Thereafter, in 2016, the bench of Ravikumar and Jyothindranath in the case of L. Mini & Ors vs Gireeshkumar & Anr, in a motor vehicle claims appeal having regard to the concept of a welfare state, made the government liable to compensate the deceased or the injured vehicle owner. The bench held that “Roads to ply the vehicles are provided and maintained by the Government. Under such a circumstance, there will be a welfare state liability for the Government which will partially eclipse the maxim volunti non fit injuria and fault liability theory.” It noted that the government can either shoulder it by itself or can fasten liability upon the authorised insurance company by statutorily making it liable over and above the liability of the insured for which an appropriate change in the Motor Vehicles Act was the need of the day.

In 2019, the pair of Ravikumar and VG Arun in the case of Kerala Public Service Commission v. Radha S. considered the case of disqualification of teaching candidates on the ground that they had not submitted their NET qualification certificates on time. It observed that the incomplete applications were due to technical glitches in the Public Service Commission’s website and not the fault of the candidates. The PSC had also decided to admit applications which was restricted to candidates in subjects which had not been interviewed for. The Court held this to be a “hostile discrimination” violating Article 14.

The bench of S. Manikumar, CK Abdul Rehim and Ravikumar in a suo moto case took note of the impact of national lockdown when it was first imposed. The bench held that the right of personal liberty guaranteed under Article 21 should not be infringed by arresting an accused except in matters where arrest in inevitable.

A Division Bench of Ravikumar and M. Purushothaman in March 2021 in a suo motu case concerning the Travancore Devaswom Board noted that the virtual queue system of the Kerala police was resulting in under-utilisation of permitted number of pilgrims at Sabrimala. Therefore the number of pilgrims was raised to 10,000.

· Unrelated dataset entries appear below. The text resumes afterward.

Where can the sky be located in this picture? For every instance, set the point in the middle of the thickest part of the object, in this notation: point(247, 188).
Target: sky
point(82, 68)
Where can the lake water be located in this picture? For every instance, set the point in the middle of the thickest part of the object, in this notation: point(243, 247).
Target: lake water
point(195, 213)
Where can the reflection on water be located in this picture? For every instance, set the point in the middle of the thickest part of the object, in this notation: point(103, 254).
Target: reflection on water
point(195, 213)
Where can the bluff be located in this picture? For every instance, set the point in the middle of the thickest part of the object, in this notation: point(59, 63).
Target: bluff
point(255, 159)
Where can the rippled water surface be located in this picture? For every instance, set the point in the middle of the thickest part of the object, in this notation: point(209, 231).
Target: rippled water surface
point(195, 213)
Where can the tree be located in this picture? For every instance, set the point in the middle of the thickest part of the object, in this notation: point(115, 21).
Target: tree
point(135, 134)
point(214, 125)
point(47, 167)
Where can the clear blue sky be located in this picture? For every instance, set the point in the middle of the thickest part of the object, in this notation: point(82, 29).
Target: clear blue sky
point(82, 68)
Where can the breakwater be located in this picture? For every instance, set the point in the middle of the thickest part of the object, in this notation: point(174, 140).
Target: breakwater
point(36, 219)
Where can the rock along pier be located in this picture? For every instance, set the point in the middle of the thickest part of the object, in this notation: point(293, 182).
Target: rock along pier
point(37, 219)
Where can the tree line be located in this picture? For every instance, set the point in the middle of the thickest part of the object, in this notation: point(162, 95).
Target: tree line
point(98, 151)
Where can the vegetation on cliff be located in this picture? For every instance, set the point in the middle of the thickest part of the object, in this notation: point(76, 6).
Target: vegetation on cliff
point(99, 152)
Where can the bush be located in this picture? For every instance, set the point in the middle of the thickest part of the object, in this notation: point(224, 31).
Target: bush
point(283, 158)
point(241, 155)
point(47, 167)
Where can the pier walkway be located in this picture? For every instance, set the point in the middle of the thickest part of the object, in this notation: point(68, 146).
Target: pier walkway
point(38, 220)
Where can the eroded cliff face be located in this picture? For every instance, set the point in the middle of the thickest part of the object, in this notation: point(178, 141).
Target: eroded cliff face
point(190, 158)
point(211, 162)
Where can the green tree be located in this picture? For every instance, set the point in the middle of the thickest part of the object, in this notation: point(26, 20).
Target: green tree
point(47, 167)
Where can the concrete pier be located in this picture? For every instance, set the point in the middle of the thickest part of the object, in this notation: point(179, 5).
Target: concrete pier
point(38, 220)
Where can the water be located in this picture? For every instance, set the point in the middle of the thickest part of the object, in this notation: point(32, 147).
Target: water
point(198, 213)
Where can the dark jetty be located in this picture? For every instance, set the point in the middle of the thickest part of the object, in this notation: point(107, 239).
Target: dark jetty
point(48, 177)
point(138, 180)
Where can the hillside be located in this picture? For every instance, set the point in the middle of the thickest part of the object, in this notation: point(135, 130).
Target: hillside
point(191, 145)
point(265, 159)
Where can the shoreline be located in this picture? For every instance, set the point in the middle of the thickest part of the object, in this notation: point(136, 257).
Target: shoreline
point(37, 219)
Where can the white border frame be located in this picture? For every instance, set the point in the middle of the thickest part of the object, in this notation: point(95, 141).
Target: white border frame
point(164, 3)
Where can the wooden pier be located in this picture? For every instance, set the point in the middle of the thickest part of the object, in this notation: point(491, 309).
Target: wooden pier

== Supreme Court of India ==
Ravikumar was elevated as judge of Supreme Court of India on 26 August 2021 and took the oath on 31 August 2021. He was the fifth judge of the Kerala High Court to become a judge of the Supreme Court without occupying the position of chief justice of a high court. He was also the 15th person from the state of Kerala to become a supreme court judge.

== Personal life ==
Ravikumar is married to Smt. Saira Ravikumar. She is a practicing lawyer in Kerala High court and they have two daughters - Neethu and Neenu. Sri C. D. Muralidharan (Retd. School Teacher), Smt. C. D. Radhamani (KSEB senior superintendent), Sri C. T. Rajan (Retd. Chief Manager, State Bank of India), Sri C. T. Sasikumar (Retd. School Teacher), and Smt. C. T. Jayakumari (Thalayolaparambu) are his siblings.